Deshalb hat der Staat die Pflicht, hier zu helfen und nicht durch falsche Gesetzgebung – Beispiel Ökosteuer – noch verschärfend einzugreifen.
    (– Abg. Zeller SPD: Sag einmal! Das ist absoluter Quatsch!)



Debatte Teil 2  -
Stellv. Präsident Weiser: Das Wort hat Herr Abg. Krisch.

Abg. Krisch REP:
Kollegin Blank, Sie haben zwar durch Ihre Ausbildung – – Frau Kollegin Blank, ich rede mit Ihnen; in Ordnung - sie will nicht zuhören.  Sie hat sich angegriffen gefühlt.
Tatsache ist, dass sie es schwerer hatte als andere, die Dank wohlhabenderer Familien wie automatisch durch das Studium gingen.
Ich weiß, wovon ich rede. Mit 14 Jahren stand ich schon am Schraubstock.
Im beruflichen Wettbewerb zu anderen, die studiert haben, haben es die ganz von unten kommenden doch erheblich schwerer.

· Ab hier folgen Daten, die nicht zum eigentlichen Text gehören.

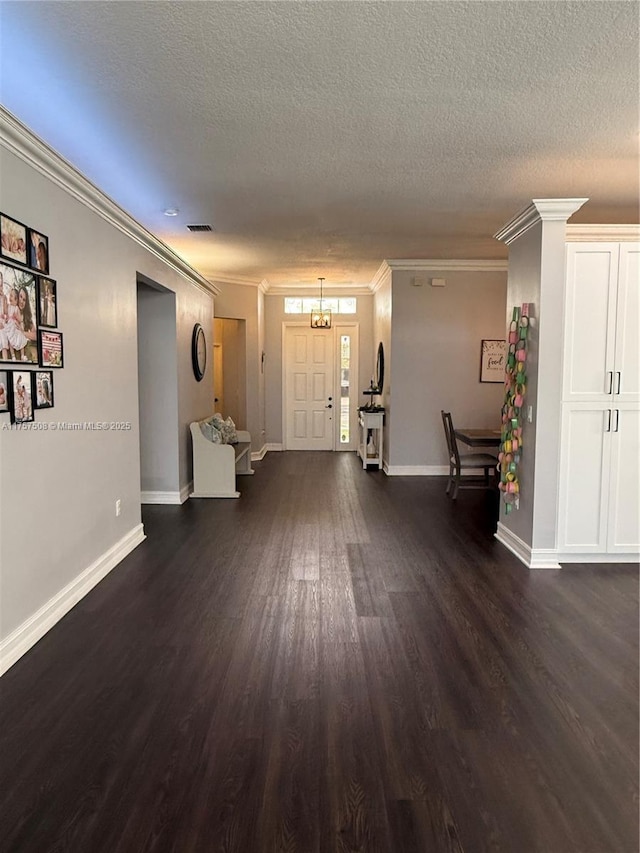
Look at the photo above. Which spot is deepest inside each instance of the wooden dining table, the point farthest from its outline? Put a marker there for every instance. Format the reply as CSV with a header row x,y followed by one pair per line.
x,y
479,437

Aber goldene Zeiten, wie Sie es hier schilderten, Frau Kollegin Blank, für Familie in Baden-Württemberg - die gibt es wohl nur im Märchen.
Tatsache ist zwar, Baden-Württemberg steht besser als andere Bundesländer da.
    (Zuruf der Abg. Ingrid Blank CDU)
Aber die Tatsache, dass es bei uns jetzt Straßenkinder gibt, die man früher nur von Südamerika kannte, ist der Vorwurf, den wir an die Regierung weitergeben.
    (– Abg. Ingrid Blank CDU: Die kommen zum Teil nicht aus armen Familien!)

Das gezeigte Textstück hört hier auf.